I think you need to document this assertion. The cost for a network consists of
connections (generally copper or fiber, but could include cell or wifi) and the
termination equipment. Operating costs include electricity, supoprt,
These costs are generally shared with phone and TV service so the costs are
leveraged with different income streams.
Also, by far, the largest cost is the installation of the "last mile" of "wire".
That has a very low maintenance cost. Once that is in and paid for, any
additional revenue is profit. The cost of termination equipment is really
pretty low. Probably less than $100 per connection.
> So let’s look at the realities here.. Today you can purchase a 7mb link
> from Time Warner for $46.95 per month. That equals $6.70 per month per Mb.
> Now let’s look at the other side, about the cheapest you can get a DS3
> (45Mbs) for is around $8000.00 per month which equates to $177.78 per
> month per Mb, or you can get a T1 for $600.00 per month which equals out
> to be $400.00 per month per Mb.
That's what they charge, not what it costs them.

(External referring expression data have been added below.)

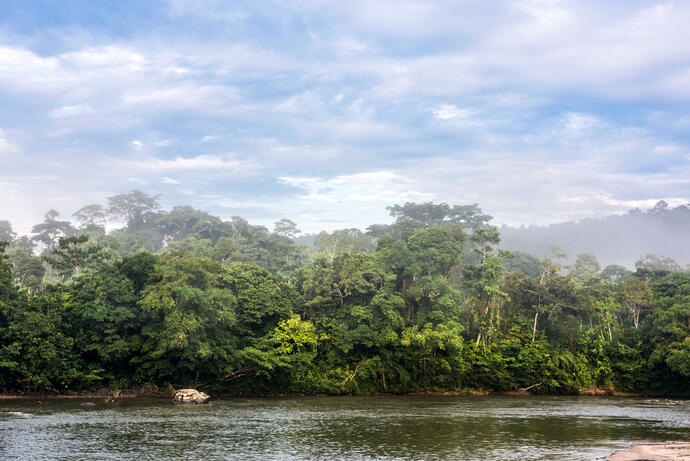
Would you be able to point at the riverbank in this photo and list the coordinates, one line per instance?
(168, 392)
(103, 393)
(654, 452)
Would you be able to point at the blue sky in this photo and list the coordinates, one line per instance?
(327, 112)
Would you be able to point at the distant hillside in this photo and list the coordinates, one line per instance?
(615, 239)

>> “There are 10 other countries that beat the US cost per megabit… On top
>> of that, the US is 14th in speed.”
> While this may be true, this is a prime example of one using a statistic
> to prove ones point, without looking at all the other factors involved.
> Yes your right per mb they are cheaper, and statistically they do have
> faster speeds” Having been to the UK many times, I can tell you why this
> is. First off, the UK like many other European countries is small, the
> demands of putting in the infrastructure is significantly less than it
> is here in the United States. In fact Great Britain as a whole is 1/3
> the size of Texas, let alone the rest of the country.
And their population is generally proportional too. We are not talking about
electrifying rural communities here. The areas we are discussing have generally
similar population densities. Your personal situation may be different.
I live in the sticks too... 18 miles from AT&T World Headquarters. I can only
get 1.2 Mbps download from AT&T.
> That’s like saying
> my office has a gigabyte network in it, so why doesn’t my entire city?
> There is a big difference in cost in putting in high speed networks
> across 93,000 square miles than there is putting it in 3,537,000 square
But they can start. Right now, it's really not available anywhere in the US. I
heard about Comcast offering 50Mbps in Minneapolis-St. Paul for $150.
That's about $3/megabit and half the cost of must US costs.
I don't think that they will be losing money on that over the long term.
You also have to take into account that the big phone companies have been given
tax breaks to bring Internet to the country, but they haven't done that.
Let me give you another cost/price point. I once tried to get a static IP
address. The bottom line is that the price to me was about $40/month to do
that. I checked the costs and 8K IP address blocks from IANA cost about 16
*cents* ber *year* per IP address. That means if I got a block of 8, (network,
broadcast, router, 5 usable), it would cost them $1.28 per year and they charge
me $480.00. A 37500% markup is a great way to make money. On top of that,
after the fixed costs of setup, their maintenance cost for that is virtually zero.